-Re: Very low volume topic
Philip O'Toole 2013-08-14, 11:37
OK, I think I follow you.
Well, if the message volume is very low, then I don't think you need
the performance of Kafka. Perhaps a different design, where your
workers pull from a shared queue in memory somewhere might be better
(perhaps *that* queue could be filled by Kafka consumer reading from
an actual Kafka topic). Yes, the queue may need synchronization to
ensure each job only gets pulled off the queue once, but you said it's
low volume so performance shouldn't be a concern.
On Tue, Aug 13, 2013 at 7:13 PM, Eric Sites <[EMAIL PROTECTED]> wrote:
> Responses inline
> On 8/13/13 9:57 PM, "Philip O'Toole" <[EMAIL PROTECTED]> wrote:
>>My experience is solely with 0.72. More inline.
> I am currently using 0.8.
>>On Tue, Aug 13, 2013 at 6:47 PM, Eric Sites <[EMAIL PROTECTED]>
>>> Hello everyone,
>>> I have a very low volume topic that has 2 consumers in the same group.
>>>How do I get each consumer to only consume 1 message at a time and if
>>>the the first consumer is busy get the other consumer to consume the
>>You can't, not if you only have one partition. Each consumer is
>>dedicated to a single partition. Unless you deliberately tear down the
>>consumer and let another take over that partition (if you are using
>>the high-level consumer).
> I am using multiple partitions, currently 4 partitions.
>>> Currently what I am doing is:
>>> First consumer connects to Kafka waits for 300 milliseconds then
>>>disconnects, waits for 10 seconds, then reconnects to see if there is a
>>I don't think you need to do this. The high-level has a API that
>>allows you to set this timeout (I think).
> I am using that timeout on the high-level consumer, that is the 300
> millisecond wait period. Then I do a consumer.shutdown(), wait 10 seconds
> and reconnect.
>>> The messages kick off a long task on each server, each server can
>>>handle multiple tasks up to a limit so first I am trying to balance the
>>>tasks across multiple servers and if they are maxed out don't consume
>>> This will give the other server or servers a chances to pickup a
>>>message and do the task.
>>> I would not disconnect if I can ensure I don't have messages waiting in
>>>the queue for a server to consume them without the other servers being
>>>able to see them.
>>I think a better design would be to have a basic consumer that drains
>>the topic and hands jobs to the set of available workers. *Those*
>>workers perform the long-running job. Only if there are no available
>>workers does the consumer block. You may be trying to do too much in
> The available workers are entire servers, that can produce lots of network
> IO and generate 100k+ Kafka messages to other Kafka topics that get
> consumed by Hadoop and other systems.
> I used Kafka for these start job messages because I already was using
> Kafka for other messages, and I will most likely add more servers to
> consume this start job messages.
> I don¹t know how long the job will take until I consume the start job
> message. Sometimes it may only take seconds or could take hours.
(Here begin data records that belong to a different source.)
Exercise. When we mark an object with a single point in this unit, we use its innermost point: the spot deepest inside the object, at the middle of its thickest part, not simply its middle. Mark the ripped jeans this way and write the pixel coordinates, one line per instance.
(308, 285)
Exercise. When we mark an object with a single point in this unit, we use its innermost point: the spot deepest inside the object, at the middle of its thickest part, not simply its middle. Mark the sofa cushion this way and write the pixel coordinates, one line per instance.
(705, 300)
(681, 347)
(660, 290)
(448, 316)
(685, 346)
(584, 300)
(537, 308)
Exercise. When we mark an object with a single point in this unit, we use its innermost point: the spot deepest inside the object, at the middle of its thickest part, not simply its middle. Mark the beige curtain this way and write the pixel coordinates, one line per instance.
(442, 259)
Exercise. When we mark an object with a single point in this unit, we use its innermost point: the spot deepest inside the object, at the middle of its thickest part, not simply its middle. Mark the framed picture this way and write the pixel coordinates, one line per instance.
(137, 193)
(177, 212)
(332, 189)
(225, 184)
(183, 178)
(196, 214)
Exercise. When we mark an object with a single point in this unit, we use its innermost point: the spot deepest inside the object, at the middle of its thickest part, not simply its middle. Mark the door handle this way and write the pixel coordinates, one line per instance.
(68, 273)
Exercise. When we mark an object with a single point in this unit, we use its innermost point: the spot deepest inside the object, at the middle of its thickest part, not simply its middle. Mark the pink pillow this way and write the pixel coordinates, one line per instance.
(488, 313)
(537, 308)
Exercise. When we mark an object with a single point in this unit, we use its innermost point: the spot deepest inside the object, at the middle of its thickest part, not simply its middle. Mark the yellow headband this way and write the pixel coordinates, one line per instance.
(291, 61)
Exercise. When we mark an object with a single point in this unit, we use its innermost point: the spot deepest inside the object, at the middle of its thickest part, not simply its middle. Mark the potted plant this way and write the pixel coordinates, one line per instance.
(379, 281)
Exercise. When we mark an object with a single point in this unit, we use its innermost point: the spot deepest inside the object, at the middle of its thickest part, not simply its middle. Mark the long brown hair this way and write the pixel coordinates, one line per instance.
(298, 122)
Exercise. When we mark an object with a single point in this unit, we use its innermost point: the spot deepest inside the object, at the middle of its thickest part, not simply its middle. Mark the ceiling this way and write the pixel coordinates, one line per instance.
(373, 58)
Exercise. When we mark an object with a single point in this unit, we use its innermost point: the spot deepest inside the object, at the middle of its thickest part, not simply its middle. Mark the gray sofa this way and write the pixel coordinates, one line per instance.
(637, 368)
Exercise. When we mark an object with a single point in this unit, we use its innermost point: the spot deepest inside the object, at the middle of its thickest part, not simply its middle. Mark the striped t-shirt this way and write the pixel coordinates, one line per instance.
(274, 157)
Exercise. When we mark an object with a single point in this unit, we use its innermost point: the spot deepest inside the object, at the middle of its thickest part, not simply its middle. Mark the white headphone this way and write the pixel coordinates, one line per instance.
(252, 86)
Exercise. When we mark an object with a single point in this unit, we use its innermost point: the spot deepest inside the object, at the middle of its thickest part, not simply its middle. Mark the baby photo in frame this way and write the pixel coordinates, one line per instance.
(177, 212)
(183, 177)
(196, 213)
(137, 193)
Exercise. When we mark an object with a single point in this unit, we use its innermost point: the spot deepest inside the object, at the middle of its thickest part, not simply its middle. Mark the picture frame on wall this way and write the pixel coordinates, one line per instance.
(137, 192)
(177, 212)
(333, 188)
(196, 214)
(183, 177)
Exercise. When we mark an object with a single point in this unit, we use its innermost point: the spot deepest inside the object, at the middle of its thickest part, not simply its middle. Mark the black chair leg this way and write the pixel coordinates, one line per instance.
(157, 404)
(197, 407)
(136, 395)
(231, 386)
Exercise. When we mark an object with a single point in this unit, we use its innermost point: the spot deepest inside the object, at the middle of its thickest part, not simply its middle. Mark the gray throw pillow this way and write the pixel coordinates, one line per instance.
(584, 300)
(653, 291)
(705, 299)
> I have a managed thread pool that only allows x number of tasks types to
> run at one time from each job, so that one job does not overwhelm a single
> server. This allows a server to handle multiple things while waiting on
> the network IO.
> My only issue is balancing the job start messages across multiple servers
> depending on the servers load/available threads in the thread pool.
> The only real issue I am currently having is that I think this frequent
> connect/disconnect is causing issue on the Kafka servers with rebalancing
> the 4 topics back and forth between the worker servers.
>>> Thanks for the help...
>>> Eric Sites
> - Eric Sites